Siendo principalmente estos últimos quienes, por escoger el camino fácil, y usualmente a la espera del estado benéfico —“ahora sí nos van a ayudar”—, cayeron primero cautivados y luego cautivos de los peores demagogos de la historia, los defensores del igualitarismo.
¿Qué quedó para las nuevas generaciones que solo entienden el mundo desde la visión que establece la izquierda y sus fundadores, cuya engañosa solución promueve que un grupo selecto procure los recursos de todos?
A excepción de aquellos que se las han agenciado para desafiar lo orientado, o se han vuelto expertos en oportunismo de subsistencia, sobrevive allí un pueblo inmerso en la desinformación, la mediocridad e incapacitado para localizar la verdadera causa de su desgracia, de nuestra desgracia.
Entonces cabría preguntarse: ¿Por qué fue apoyado ese “linaje”, al cual no le ha importado destruir el mismo país que dirige? ¿De dónde provienen todas esas ideas y cómo ha sobrevivido semejante especie?
En contraposición a quienes, entre las luces del siglo XVIII —Descartes, Locke, Newton, Rousseau, Kant—, sí defendieron los derechos del individuo, arriban, al desfile de los críticos del poder, ya para el siglo XIX, los abogados de una nueva y “atractiva” teoría, el colectivismo. Marx, Engels, Bakunin, Kautsky, por mencionar algunos.
Se entablaba la controversia fundamental de la era moderna. Todos buscando explicar cómo vivir mejor acá en la tierra. Y el origen de esta divergencia está determinado por el hecho de: ¿Qué orden asigna cada línea de pensamiento a la hora de estructurar sus principios, sus valores?
En paralelo a la construcción de ese escalafón, fueron desarrollándose argumentos entorno a: ¿Qué realmente es más humano? Si, por un lado, adjudicar al Estado, para que entonces sea este quien auxilie a las mayorías, a merced de imponer una corriente de pensamiento común.

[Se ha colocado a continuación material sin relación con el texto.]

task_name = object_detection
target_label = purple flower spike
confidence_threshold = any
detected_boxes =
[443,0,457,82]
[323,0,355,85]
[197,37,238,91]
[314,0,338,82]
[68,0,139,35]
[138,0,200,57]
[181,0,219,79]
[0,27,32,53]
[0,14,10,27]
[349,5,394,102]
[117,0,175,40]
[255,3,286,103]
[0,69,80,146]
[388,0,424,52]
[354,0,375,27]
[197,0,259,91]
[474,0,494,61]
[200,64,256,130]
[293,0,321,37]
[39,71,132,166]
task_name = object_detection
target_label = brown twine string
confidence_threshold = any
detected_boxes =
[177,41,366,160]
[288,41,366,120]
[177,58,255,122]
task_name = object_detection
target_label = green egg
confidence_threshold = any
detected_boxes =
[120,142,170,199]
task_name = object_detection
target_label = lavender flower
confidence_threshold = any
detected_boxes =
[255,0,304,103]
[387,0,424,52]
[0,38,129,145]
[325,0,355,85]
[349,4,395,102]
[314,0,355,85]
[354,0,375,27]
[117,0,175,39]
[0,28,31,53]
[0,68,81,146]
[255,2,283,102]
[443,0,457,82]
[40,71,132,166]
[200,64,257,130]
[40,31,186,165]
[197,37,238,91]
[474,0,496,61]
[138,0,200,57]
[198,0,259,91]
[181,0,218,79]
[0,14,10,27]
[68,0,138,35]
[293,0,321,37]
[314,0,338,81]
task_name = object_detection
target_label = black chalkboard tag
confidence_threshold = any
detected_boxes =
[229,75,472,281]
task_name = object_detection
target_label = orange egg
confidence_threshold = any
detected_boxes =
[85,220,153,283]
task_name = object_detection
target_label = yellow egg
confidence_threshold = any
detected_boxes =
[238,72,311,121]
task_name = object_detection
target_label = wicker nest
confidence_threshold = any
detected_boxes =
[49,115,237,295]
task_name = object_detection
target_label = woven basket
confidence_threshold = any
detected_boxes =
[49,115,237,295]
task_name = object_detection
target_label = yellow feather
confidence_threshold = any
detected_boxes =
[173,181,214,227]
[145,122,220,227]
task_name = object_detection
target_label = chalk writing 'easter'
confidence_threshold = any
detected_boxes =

O, en su defecto, promover una sociedad donde las personas sean libres de tomar sus propias decisiones, dentro de un marco legal que penalice las acciones incorrectas pero que a su vez proteja los derechos individuales, y de esa forma todos escojan sus creencias, se expresen y se asocien libremente.
Los colectivistas abogan por la igualdad. Para ellos, los justo es que todos accedamos a un número similar de riquezas. Luego entonces “asistir” es la fórmula para lograr este equilibrio necesario. Modo en el cual el gobierno debe primero apoderarse del país y luego asumir la tarea de repartir.
En contraste, la denominada “derecha” coloca como prioridad la libertad. Es decir, el derecho de toda persona a decidir sobre sus actos y su pensamiento. Que a su vez implica compromiso individual pues es uno mismo, y nadie más, el único responsable del camino. Siendo entonces el gobierno un grupo elegido de forma temporal, pagado por el erario público —es decir por nosotros— y que se ocupa de los asuntos de interés general.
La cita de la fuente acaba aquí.